In the field of portfolio management, age old consensus presumes that concentration and volatility always go hand-in-hand. But is this really true?

Certainly, Seabird credits much of our clients’ outperformance to their willingness to hold slightly concentrated portfolios. But have we been just unwittingly taking on risk? The volatility data below would be at least a couple of significant data points defying that conclusion:

Volatility
Seabird:                  4.62%
S&P Muni Index:  4.92%

Maybe even more pertinent is our clients’ Upside/Downside capture:

Seabird Upside Capture:             92.7%
Seabird Downside Capture:         8.4%
*Relative to S&P Municipal Bond Index benchmark

But are we just fooling ourselves with data to draw a desired conclusion? Have we slipped into the hole of confirmation bias? Or is there a logical reason why concentration could reduce volatility? Might there be other portfolio characteristics acting to reduce risk and volatility? We have identified 4 clear reasons our portfolios of 15-25 names behave unusually well:

  • Concentrating a portfolio puts a portfolio manager to the task of being extra vigilant vis-à-vis both credit and interest rate risk. Each position having added significance, each decision is treated accordingly: for us, the psychological pressure is unmistakable.
  • Concentrating a portfolio in 15-25 names gives a portfolio manager the time to do a truly deep dive into credit quality: something not at all feasible in a portfolio of 100+ names.
  • The vast majority of Municipal Bonds are extremely creditworthy. High-risk Muni bonds are a fringe rarity. The greater the expansion of a portfolio, the closer it tends to creep toward the fringe.
  • Our lightly constrained mandate is key to reducing interest rate risk. When portfolio managers have the latitude to invest a small portion of client assets in high quality, low duration non-core assets – such as cash or floating rate bonds – volatility may be reduced significantly.
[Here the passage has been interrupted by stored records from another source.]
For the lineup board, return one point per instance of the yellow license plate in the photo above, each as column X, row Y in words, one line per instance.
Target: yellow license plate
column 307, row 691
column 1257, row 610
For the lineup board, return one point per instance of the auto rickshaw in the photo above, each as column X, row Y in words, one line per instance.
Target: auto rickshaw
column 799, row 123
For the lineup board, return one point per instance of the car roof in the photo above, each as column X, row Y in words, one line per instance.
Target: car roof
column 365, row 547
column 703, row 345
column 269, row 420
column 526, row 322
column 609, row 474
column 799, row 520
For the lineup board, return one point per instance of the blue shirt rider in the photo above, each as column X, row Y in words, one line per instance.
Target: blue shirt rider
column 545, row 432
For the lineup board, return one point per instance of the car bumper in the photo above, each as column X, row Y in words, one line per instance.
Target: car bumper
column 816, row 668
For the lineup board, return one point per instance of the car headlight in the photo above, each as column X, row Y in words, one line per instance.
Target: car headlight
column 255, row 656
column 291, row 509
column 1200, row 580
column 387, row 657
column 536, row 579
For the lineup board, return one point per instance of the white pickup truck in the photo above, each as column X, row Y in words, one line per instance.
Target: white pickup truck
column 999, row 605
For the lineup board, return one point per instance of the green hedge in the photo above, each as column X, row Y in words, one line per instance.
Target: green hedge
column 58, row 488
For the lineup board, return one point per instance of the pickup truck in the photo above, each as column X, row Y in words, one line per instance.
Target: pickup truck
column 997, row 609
We conclude that the willingness to defy an institutional norm – concentration – creates a sense of urgency with each investment decision that is largely absent in diversified portfolios. That urgency combined with clients’ willingness to adopt a style box defined by common sense – rather than institutional mandates – allows us to enjoy latitude which others don’t have; the latitude to avoid risk when and where we see it.